The FDA monograph sets clear dosage parameters for chlorophyllin copper complex. Adults and children 12 and older can take 100 to 200 milligrams daily, divided into smaller doses throughout the day. If that doesn’t control odor, the dose can increase to a maximum of 300 milligrams daily. The guidance emphasizes using the smallest effective dose. Children under 12 should not take it without a doctor’s guidance.

Supplement brands vary widely in how much chlorophyllin they actually contain per capsule. Some list 500 milligrams or more per serving, but this often reflects the total weight of the capsule including supporting ingredients, not the amount of active chlorophyllin. Reading labels carefully helps you compare what you’re actually getting.

Side Effects and Safety

Internal deodorants are generally well tolerated, but they do come with a few predictable effects. The most noticeable is that your stool and urine may turn green. Your tongue can temporarily appear yellow or black. These color changes are harmless and stop when you stop taking the product.

Some people experience digestive side effects including stomach cramps, diarrhea, or loose stools. The FDA labeling advises reducing the dose if cramps or diarrhea occur. These effects are more common at higher doses.

Safety data on chlorophyllin use in children and breastfeeding parents is limited, according to Children’s Hospital of Philadelphia. There is also potential for drug interactions, so if you take other medications, checking with a pharmacist before adding chlorophyllin is a reasonable step. No serious toxicity has been documented at recommended doses.

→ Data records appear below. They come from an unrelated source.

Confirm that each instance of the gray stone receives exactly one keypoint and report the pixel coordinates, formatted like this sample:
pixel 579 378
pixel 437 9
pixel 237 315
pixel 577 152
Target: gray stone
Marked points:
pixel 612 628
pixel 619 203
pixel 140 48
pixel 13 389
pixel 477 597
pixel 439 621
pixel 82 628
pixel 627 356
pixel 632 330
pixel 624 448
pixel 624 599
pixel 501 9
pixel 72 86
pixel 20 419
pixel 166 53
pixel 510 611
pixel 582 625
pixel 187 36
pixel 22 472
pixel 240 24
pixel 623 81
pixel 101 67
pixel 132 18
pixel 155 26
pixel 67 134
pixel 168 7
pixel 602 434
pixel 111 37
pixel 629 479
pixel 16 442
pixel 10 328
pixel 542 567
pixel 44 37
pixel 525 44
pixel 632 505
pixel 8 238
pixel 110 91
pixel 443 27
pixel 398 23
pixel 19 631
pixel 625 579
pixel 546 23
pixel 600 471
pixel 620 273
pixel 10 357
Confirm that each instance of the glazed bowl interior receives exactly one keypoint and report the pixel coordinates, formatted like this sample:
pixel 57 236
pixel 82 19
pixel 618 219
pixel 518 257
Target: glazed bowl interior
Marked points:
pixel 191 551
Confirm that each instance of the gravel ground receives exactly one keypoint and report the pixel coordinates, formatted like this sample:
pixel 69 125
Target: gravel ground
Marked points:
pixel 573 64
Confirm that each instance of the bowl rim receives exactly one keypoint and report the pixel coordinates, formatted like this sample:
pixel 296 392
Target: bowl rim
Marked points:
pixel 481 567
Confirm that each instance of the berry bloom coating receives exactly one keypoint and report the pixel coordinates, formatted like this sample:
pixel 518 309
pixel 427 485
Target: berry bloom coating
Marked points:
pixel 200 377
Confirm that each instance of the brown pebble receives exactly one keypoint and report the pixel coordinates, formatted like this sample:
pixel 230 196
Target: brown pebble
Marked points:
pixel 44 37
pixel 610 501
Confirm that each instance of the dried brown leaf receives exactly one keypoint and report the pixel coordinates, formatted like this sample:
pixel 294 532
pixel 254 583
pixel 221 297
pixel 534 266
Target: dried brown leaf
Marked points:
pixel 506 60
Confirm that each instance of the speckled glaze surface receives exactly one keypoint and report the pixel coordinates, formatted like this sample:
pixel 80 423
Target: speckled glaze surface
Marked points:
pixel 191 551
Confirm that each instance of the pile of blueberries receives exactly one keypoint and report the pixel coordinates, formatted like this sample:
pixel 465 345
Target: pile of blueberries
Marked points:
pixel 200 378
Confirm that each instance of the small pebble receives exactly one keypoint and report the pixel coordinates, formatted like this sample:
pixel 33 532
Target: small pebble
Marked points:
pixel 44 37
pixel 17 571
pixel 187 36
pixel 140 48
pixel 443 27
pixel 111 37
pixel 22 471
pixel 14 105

Internal Deodorants for Everyday Body Odor

The biggest gap between marketing and evidence involves everyday use. Many products position themselves as a natural alternative to underarm deodorant, promising fresher breath, reduced foot odor, and less body smell overall. The clinical research, however, has focused almost entirely on fecal and urinary odor in medical settings. No large, well-controlled trials have tested whether swallowing chlorophyllin meaningfully reduces the kind of body odor most people experience from sweating.

That doesn’t mean it can’t work for some people. Chlorophyllin’s ability to bind odor-causing molecules is a real chemical property, not just marketing. Anecdotal reports of reduced body odor are common among users. But the degree of improvement you’d notice for armpit or foot odor is less predictable than what studies have shown for fecal and urinary smells, where the chlorophyllin is working in the same digestive system it passes through. Sweat-related body odor involves a different pathway, with bacteria on your skin breaking down compounds in perspiration, and chlorophyllin’s influence on that process is less direct.